More Ideas Than You’ll Ever Use for Book Reports
Submitted by Teacher-2-Teacher contributor Kim Robb of Summerland, BC
- Create life-sized models of two of your favorite characters and dress them as they are dressed in the book. Crouch down behind your character and describe yourself as the character. Tell what your role is in the book and how you relate to the other character you have made.
- Create a sculpture of a character. Use any combination of soap, wood, clay, sticks, wire, stones, old toy pieces, or any other object. An explanation of how this character fits into the book should accompany the sculpture.
- Interview a character from your book. Write at least ten questions that will give the character the opportunity to discuss his/her thoughts and feelings about his/her role in the story. However you choose to present your interview is up to you.
- Write a diary that one of the story’s main characters might have kept before, during, or after the book’s events. Remember that the character’s thoughts and feelings are very important in a diary.
- If you are reading the same book as one or more others are reading, dramatize a scene from the book. Write a script and have several rehearsals before presenting it to the class.
- Prepare an oral report of 5 minutes. Give a brief summary of the plot and describe the personality of one of the main characters. Be prepared for questions from the class.

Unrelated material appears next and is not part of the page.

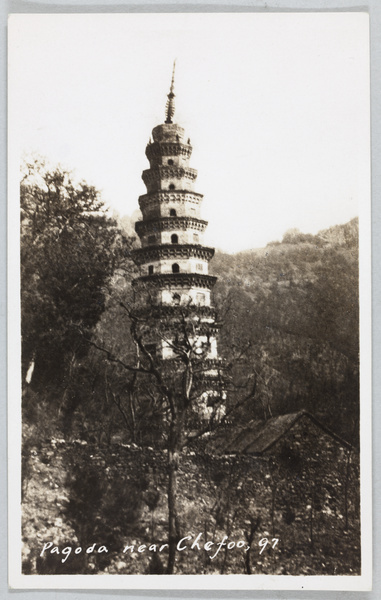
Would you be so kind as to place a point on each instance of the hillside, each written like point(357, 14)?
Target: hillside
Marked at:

- Give a sales talk, pretending the students in the class are clerks in a bookstore and you want them to push this book.
- Build a miniature stage setting of a scene in the book. Include a written explanation of the scene.
- Make several sketches of some of the scenes in the book and label them.
- Describe the setting of a scene, and then do it in pantomime.
- Construct puppets and present a show of one or more interesting parts of the book.
- Dress as one of the characters and act out a characterization.
- Imagine that you are the author of the book you have just read. Suddenly the book becomes a best seller. Write a letter to a movie producer trying to get that person interested in making your book into a movie. Explain why the story, characters, conflicts, etc., would make a good film. Suggest a filming location and the actors to play the various roles. YOU MAY ONLY USE BOOKS WHICH HAVE NOT ALREADY BEEN MADE INTO MOVIES.
- Write a book review as it would be done for a newspaper. (Be sure you read a few before writing your own.)
- Construct a diorama (three-dimensional scene which includes models of people, buildings, plants, and animals) of one of the main events of the book. Include a written description of the scene.
- Write a feature article (with a headline) that tells the story of the book as it might be found on the front page of a newspaper in the town where the story takes place.
- Write a letter (10-sentence minimum) to the main character of your book asking questions, protesting a situation, and/or making a complaint and/or a suggestion. This must be done in the correct letter format.
- Read the same book as one of your friends. The two of you make a video or do a live performance of MASTERPIECE BOOK REVIEW, a program which reviews books and interviews authors. (You can even have audience participation!)
- If the story of your book takes place in another country, prepare a travel brochure using pictures you have found or drawn.
- Write a FULL (physical, emotional, relational) description of three of the characters in the book. Draw a portrait to accompany each description.